6.7 Ceratitis fasciventris
In 2006, Copeland et al (2006) demonstrated that C. fasciventris was distributed widely throughout the Central Kenyan Highlands, at elevations of up to 2220 m a.s.l., but that it was absent from coastal areas. Populations of C. fasciventris on coffee, Coffea arabica Linnaeus, have also been reported from the Central Highlands of Kenya at Ruiru (1609 m a.s.l) and Rurima (1228 m a.s.l). Ceratitis fasciventris has been reared from fruit collected year-round and is known to be sympatric with C. anonae, both species often occuring together in the same sample of wild fruit (Copeland and Wharton 2006).

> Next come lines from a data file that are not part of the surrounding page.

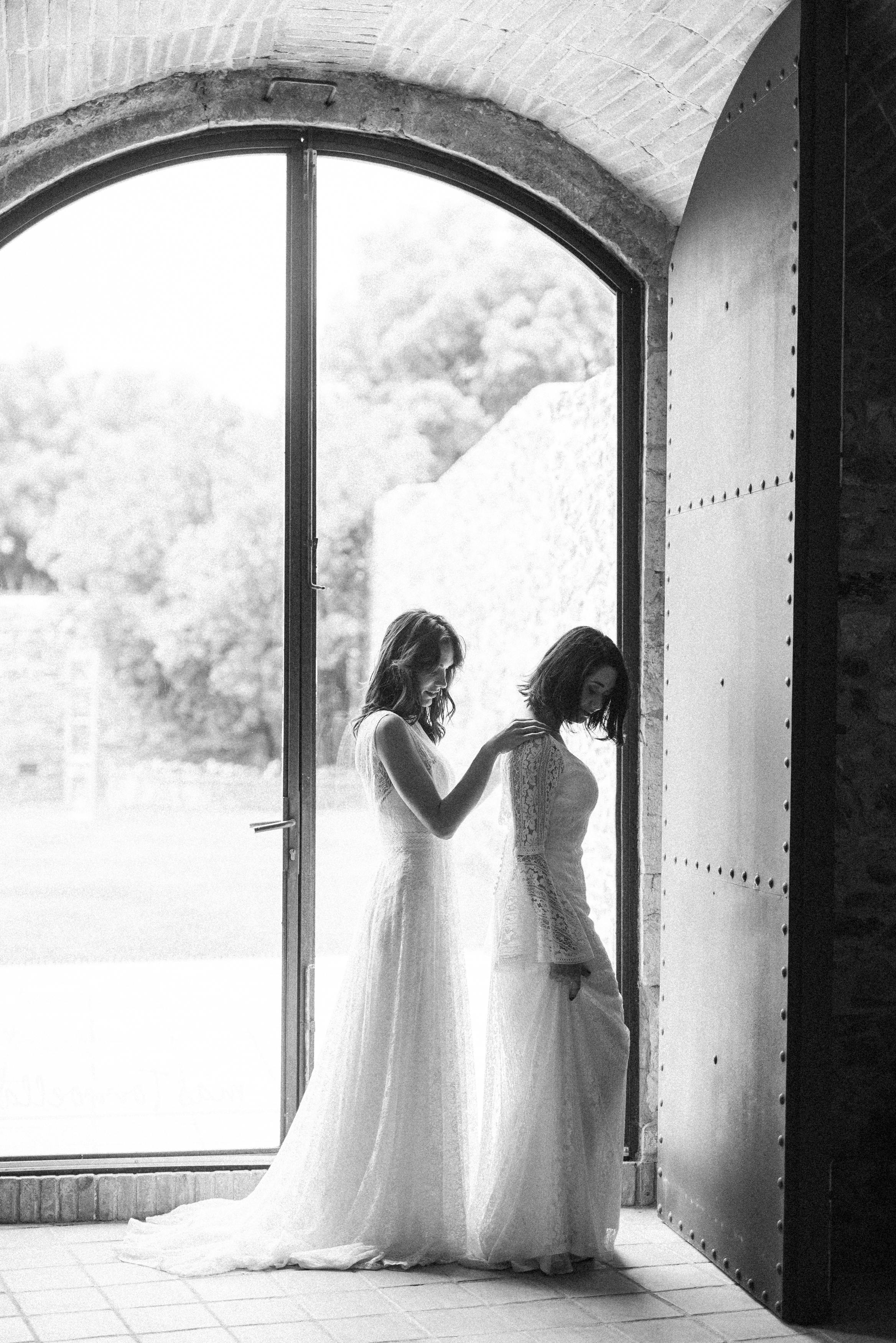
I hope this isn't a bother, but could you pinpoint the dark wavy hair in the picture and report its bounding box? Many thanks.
[353,611,466,741]
[520,625,629,747]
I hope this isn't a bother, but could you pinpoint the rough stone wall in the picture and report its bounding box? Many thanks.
[832,0,896,1285]
[0,0,787,220]
[833,284,896,1267]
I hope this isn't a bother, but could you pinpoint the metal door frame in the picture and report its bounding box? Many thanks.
[0,126,646,1175]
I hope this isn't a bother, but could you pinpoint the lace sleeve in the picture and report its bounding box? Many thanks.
[508,737,594,964]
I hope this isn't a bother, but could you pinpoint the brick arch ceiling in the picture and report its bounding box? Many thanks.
[0,0,787,223]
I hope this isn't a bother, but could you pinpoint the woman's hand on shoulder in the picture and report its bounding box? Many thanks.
[489,719,548,755]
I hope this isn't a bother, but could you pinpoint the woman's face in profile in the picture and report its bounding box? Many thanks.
[576,668,617,723]
[417,639,454,709]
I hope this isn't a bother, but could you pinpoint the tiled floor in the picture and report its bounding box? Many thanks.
[0,1209,885,1343]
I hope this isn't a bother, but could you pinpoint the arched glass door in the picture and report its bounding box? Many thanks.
[0,133,639,1168]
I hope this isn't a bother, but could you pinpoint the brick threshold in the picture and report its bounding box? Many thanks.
[0,1160,656,1226]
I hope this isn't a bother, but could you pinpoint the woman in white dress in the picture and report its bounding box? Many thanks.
[473,626,629,1273]
[121,611,544,1275]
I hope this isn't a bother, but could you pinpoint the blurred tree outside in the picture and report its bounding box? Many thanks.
[0,200,615,766]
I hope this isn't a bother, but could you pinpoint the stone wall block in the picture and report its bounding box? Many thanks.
[134,1171,156,1219]
[19,1175,40,1224]
[193,1171,215,1203]
[97,1175,118,1222]
[149,1171,175,1216]
[212,1171,235,1198]
[59,1175,78,1222]
[636,1158,657,1208]
[0,1175,19,1225]
[115,1175,137,1222]
[75,1175,97,1222]
[38,1175,59,1222]
[171,1171,196,1208]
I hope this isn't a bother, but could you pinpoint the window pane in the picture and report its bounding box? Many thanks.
[0,156,286,1155]
[316,158,617,1096]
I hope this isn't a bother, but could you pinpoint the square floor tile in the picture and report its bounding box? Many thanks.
[31,1311,128,1343]
[463,1273,563,1305]
[579,1292,680,1324]
[15,1287,107,1315]
[613,1315,719,1343]
[208,1294,314,1328]
[0,1315,32,1343]
[321,1311,430,1343]
[626,1264,728,1292]
[414,1305,517,1339]
[69,1241,121,1264]
[501,1297,594,1331]
[376,1281,479,1315]
[104,1279,196,1311]
[555,1268,646,1297]
[188,1269,283,1302]
[132,1326,234,1343]
[85,1260,172,1288]
[660,1283,763,1315]
[277,1268,376,1296]
[3,1264,94,1292]
[54,1222,128,1245]
[231,1320,332,1343]
[121,1302,220,1334]
[294,1289,397,1320]
[700,1311,797,1343]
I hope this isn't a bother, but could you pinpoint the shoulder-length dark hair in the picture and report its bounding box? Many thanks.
[520,625,629,747]
[355,611,465,741]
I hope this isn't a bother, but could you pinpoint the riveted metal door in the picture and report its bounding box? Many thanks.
[657,0,799,1313]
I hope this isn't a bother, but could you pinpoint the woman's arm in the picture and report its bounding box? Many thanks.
[374,713,545,840]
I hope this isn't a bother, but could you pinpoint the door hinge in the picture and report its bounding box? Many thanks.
[305,960,315,1087]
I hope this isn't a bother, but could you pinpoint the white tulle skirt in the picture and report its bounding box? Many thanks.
[121,840,483,1275]
[471,956,629,1273]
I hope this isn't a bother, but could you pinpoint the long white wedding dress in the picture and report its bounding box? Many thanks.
[121,713,483,1275]
[471,736,629,1272]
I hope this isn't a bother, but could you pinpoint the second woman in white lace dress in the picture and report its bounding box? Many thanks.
[121,611,544,1275]
[473,626,629,1273]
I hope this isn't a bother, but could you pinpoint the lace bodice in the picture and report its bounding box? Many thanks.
[496,736,599,964]
[355,709,454,846]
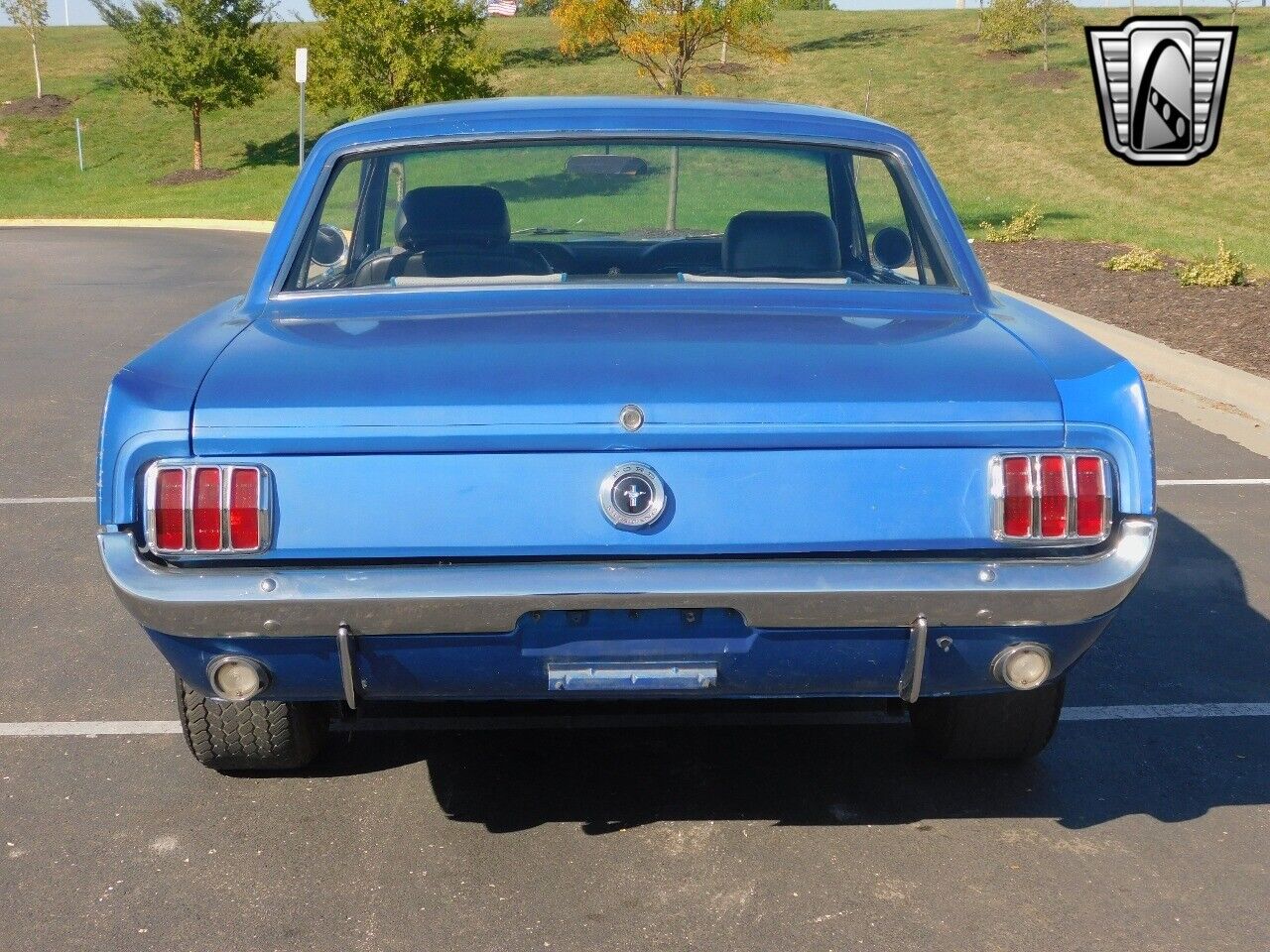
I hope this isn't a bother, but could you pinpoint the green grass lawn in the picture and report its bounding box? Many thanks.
[0,8,1270,268]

In the Democratic Republic of Congo the largest numbers of fruit flies captured using lures were of C. fasciventris in the mid altitudinal areas of South Kivu (Rubabura et al. 2015).
6.8 Ceratitis quinaria
Ceratitis quinaria is widely distributed in West Africa and abundant in mango orchards (Vayssières et al. 2005; 2007; 2009; 2011). Trapping and rearing data indicate that C. quinaria is most abundant during the dry season, causing damage only to early-maturing cultivars of mango (Vayssières et al. 2005). There is a positive relationship between high temperature, relative humidity and rainfall with C. quinaria populations (Vayssières et al. 2005). In Mali 4.89 % of fruit flies reared from mango were C. quinaria (Vayssières et al. 2007) and 5.61 % in Benin (Vayssières et al. 2015).
6.9 Ceratitis rosa
Ceratitis rosa, which is also an indigenous African fruit fly has been reported in coast areas and the Central Highlands of Kenya (Copeland et al. 2006), in the Cape region of South Africa (De Villiers et al 2013) and on the islands of Mauritius and La Réunion (White et al. 2001). This species has also been reported as the dominant fruit fly species in temperate fruit species such as peach, apple and pear (Mwatawala et al. 2009b), which are only grown at high altitudes in Africa. High abundances of C. rosa occured during the wet months (February and March) in higher altitude areas in Tanzania (Mwatawala et al. 2009a). For example, at 1305 m there were seven fruit fly species with relatively similar abundances, whereas at 1650 m there were 11 species present but C. rosa was the most abundant. Several studies have also confirmed that C. rosa is a species that can withstand colder temperatures (Duyck et al. 2004, 2006a, b; Grout and Stoltz 2007; De Meyer et al. 2008, 2010; Duyck and Quilici 2002).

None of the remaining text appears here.